However, the focus on Benni’s early life stood out, shedding new light on his upbringing.
One thing I had not heard publicly before was that Benni’s father, Dudley, had spent time in jail. Benni didn’t say the crime, and MacG didn’t prod. He shared how he would visit his father at Victor Verster Prison outside Paarl with his mother.
Benni spoke about this without shame and seemed to want to share this.
I wasn’t surprised by this. Benni spoke about something very matter-of-fact and a “normal” fact in Cape Town. As feminist scholar Gabeba Baderoon, who studied the legacy of slavery and prisons in Cape Town, has pointed out, “incarceration figures show that colored men are imprisoned at twelve times the rate of white men, and twice the rate of black men.”

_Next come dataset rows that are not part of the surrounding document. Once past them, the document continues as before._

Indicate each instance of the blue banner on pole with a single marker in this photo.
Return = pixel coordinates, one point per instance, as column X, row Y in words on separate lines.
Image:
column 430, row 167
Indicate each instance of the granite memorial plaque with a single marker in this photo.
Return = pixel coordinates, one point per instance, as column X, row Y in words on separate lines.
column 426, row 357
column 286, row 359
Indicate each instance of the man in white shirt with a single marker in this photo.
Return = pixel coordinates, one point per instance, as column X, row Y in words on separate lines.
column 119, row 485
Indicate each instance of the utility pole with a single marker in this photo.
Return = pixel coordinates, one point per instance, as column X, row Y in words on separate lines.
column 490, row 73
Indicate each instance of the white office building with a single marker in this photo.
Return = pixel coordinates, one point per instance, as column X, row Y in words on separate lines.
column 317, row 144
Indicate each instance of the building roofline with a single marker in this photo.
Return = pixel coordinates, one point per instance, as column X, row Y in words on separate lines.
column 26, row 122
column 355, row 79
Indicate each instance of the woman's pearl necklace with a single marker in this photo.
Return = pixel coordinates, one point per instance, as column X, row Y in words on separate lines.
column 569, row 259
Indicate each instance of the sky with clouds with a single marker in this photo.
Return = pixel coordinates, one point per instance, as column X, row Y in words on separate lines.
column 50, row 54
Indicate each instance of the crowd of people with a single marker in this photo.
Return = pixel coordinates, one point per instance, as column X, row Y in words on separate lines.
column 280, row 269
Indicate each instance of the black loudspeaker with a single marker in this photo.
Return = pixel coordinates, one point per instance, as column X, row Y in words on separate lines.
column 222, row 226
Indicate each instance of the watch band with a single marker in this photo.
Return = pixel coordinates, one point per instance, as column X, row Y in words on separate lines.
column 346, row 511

Benni also revealed that Dudley had been well-acquainted with Bok American, who ran the local “gangster league” team, Brazil, in Hanover Park. This is where some pro scouts first spotted Benni. I had never encountered his father’s role in his joining Brazil, so this and the jail story were news to me.
Benni hinted that his father might have influenced him to join Brazil, which led to his being noticed by Seven Stars.
Despite these connections, Benni made it clear that he felt more affection and admiration for his mother, stating that his goal in life was to avoid emulating his father. I suspect this emphasis on his mother might also be linked to something more profound. In a 2016 interview with the Sunday Times, Benni accused his late father, who passed away in 2008 from diabetes, of abusing his mother. In that context, this interview helped clarify some of Benni’s complicated feelings toward his father, something I had suspected but hadn't confirmed.